In some circumstance it might also be an option to talk to your supervisor about a specific situation. “Paul, I see that the way you reported on my research gave incorrect figures. What was your thought process behind that and how can I get the correct figures out to those who need them?” (Or some other conversation that fits your situation.) You really only have those three options: Say nothing. You can say something directly to your supervisor and see if you can develop a better relationship and a better understanding of what has been happening. Or, you can document the facts of the situation and ask HR or someone higher than your boss to look into the ethical issues involved.If your immediate boss is an unethical as you say, you won’t be able to trust him or her anyway. If your boss is not unethical and these actions have been inadvertent or justifiable in his or her mind, your boss might like to discuss it and clear up the conflict.
Much of how you will respond will depend upon your relationship with your boss and your boss’s relationship to the CEO, as well as your tenure, the culture of your organization and the history you and your boss both have for being effective in the organization.Your first step is to make sure you are doing your own work exactly the right way. Reach out to others and establish yourself as a resource. That will give you credibility.
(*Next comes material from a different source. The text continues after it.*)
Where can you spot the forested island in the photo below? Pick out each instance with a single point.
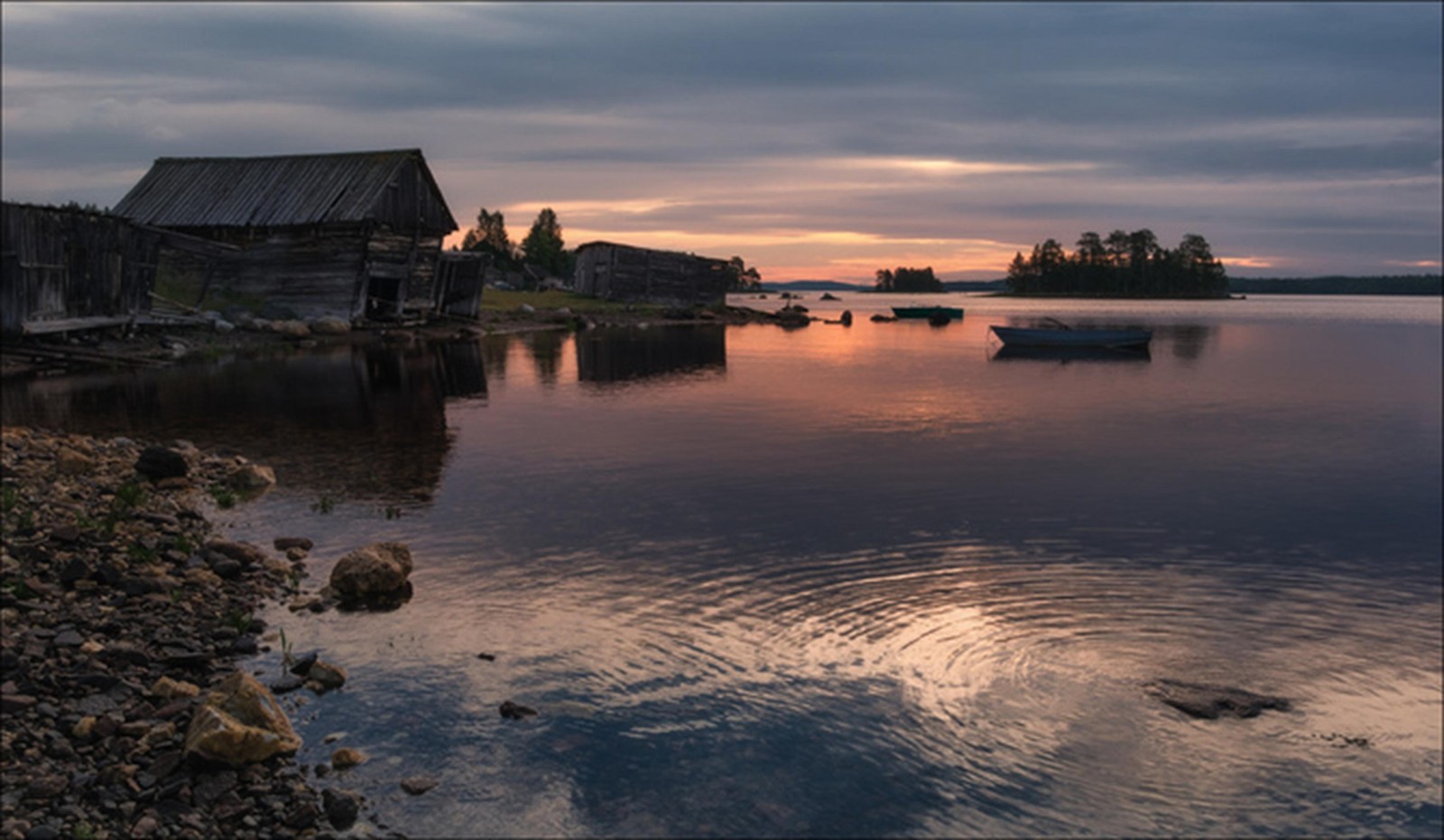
(1124, 264)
Examine every aspect of this situation and ensure that you are perceiving it correctly. Consider talking to a trusted friend at work to see if perhaps your boss would have a justified and different version of what has been happening. Get copies of your work and copies of the work as your boss has reported it. Compare and highlight the differences if they are there. Be able to provide proof that what you say is true. Then, consider what reasons your boss might have had for making the changes. Could your boss think he or she was doing the right thing? If so, that is even more reason to have a conversation about it. How do you know you are being undermined? If a coworker is aware of something untrue that was said about you, perhaps that person will support you with a memo to the people you ask to investigate the matter. If it is only a feeling you have, maybe you are seeing it as more or a problem than it actually is.Whatever you decide to do, none of those options will be easy–and they might not be 100% effective. But, they may start some questioning of your boss’s actions and get the truth out in the open.I hope these thoughts have provided you with a starting point for developing a response plan. If you have the time and wish to do so, let us know what action you decide to take.